Isn't it about time to review our Constitution?
Published October 11, 2018
By Joe Mavretic
by Joe Mavretic, former House Speaker and NC SPIN panelist, October 10, 2018.
The founding fathers envisioned two kinds of constitutions. The one for our Republic was a broad umbrella for a universal (national) social contract. The other kind, state constitutions, were to be reflective of the conditions and desires of each of the several states-but not contrary to the constitution of our Republic.
Article X of the Original Amendments (The Bill of Rights) underscores the intent for unique state constitutions. Among the original thirteen states there were significant differences in resources, climate, geology and inhabitants. Massachusetts was settled by Puritans, while Georgia was initially colonized by debtors. Issues regarding suffrage, slavery and the political roles of property and gender were left to future generations. Today, the demographic differences between California and Montana could hardly be more stark. Rhode Island and Utah could be on different continents. Fargo, North Dakota and Brownsville, Texas are on about the same meridian but their climates could be on different planets. We should not only expect the constitutions of the several states to reflect their values and priorities, but we should applaud their differences. A homogeneous America was never intended.
John L. Sanders wrote a historical perspective of our North Carolina constitutions, along with some of the amendments, that is germane to our current petty peevishness. I have borrowed liberally from John.
First a note about "Generations." In the past ten years, there has been a change in the calculation of generations. What used to be reckoned as a generation of 20 to 25 years is now considered to be about 30 to 33 years. I chose to use 33 years as a generation and to assume three generations in a century.
North Carolina has had only three constitutions (1776/1868/1971) in two hundred and forty two years (242), or, 92 years between the first two, 103 years between the last two, and 47 years under the current one. So, a question is, "Does each generation of North Carolinians have an opportunity to review, and comment upon, the state constitution under which they are governed?"

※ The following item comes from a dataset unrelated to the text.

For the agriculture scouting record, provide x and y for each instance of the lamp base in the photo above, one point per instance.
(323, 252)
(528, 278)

Since 1868, there have been four generations that have had but a single opportunity to review their constitution. Isn’t it about time to include mandatory constitutional review for each generation? Perhaps we should have a constitutional commission that reviews our constitution three times a century (in the decades that begin with "0", "4" and "7"), proposes amendments that are then debated/endorsed/opposed by our General Assembly and then ratified or rejected by the people.
It is instructive to recall that from 1868 through 2017, there have been one hundred forty (140) proposed amendments to our state’s last two constitutions, with one hundred four (104) ratified and thirty six (36) rejected. In 1873, eight amendments were proposed and all were ratified. In 1914, ten amendments were proposed and all ten were rejected. In 1936, 1944, 1950, 1972 and 1977 five amendments were proposed and all were ratified. In 1982, seven amendments were proposed with three ratified and four rejected. Overall, for the past one hundred fifty years, North Carolinians have ratified about seventy five percent (75%) of amendments proposed by their General Assembly.

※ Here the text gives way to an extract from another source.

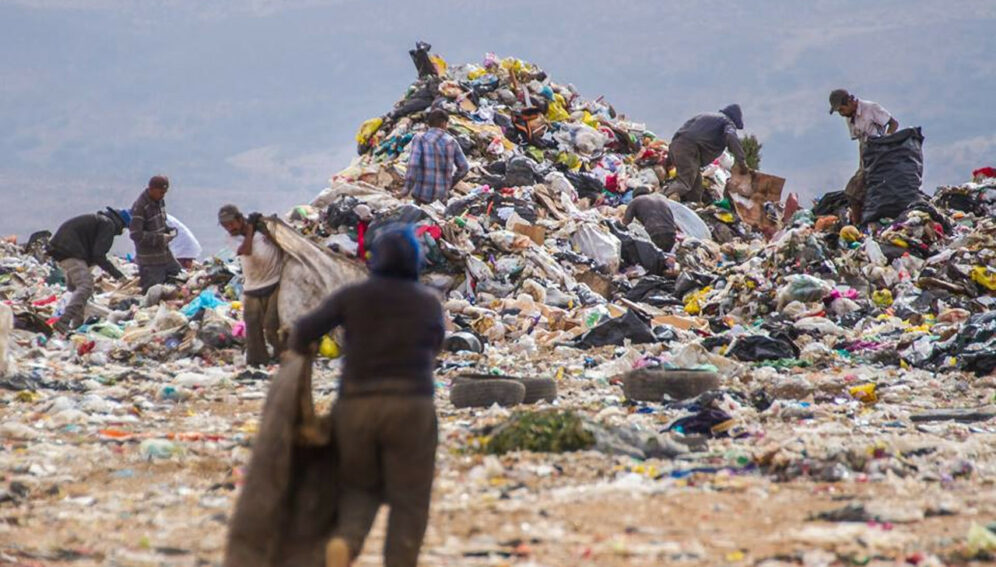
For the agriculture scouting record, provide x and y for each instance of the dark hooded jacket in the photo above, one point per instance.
(713, 132)
(393, 324)
(88, 238)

After a year of court cases at every appellate level, our voters have an opportunity to consider six constitutional propositions (proposed amendments) on their November ballot.
The statistics seem to indicate that the "Average North Carolina Voters" can understand what is proposed in these amendments and can make an informed personal choice about how they choose to be governed. Television and newspaper ads, and yard signs, that encourage voters to either "Vote Yes" or "Vote No" on ALL proposed amendments suggest that thoughtful consideration is a waste of time. Shame on both sides for their divisive and dismissive positions.
Seems to me that having six proposed amendments also underscores the need for periodic review of the social contract under which two generations of North Carolinians have lived.
Isn’t it about time to require constitutional review?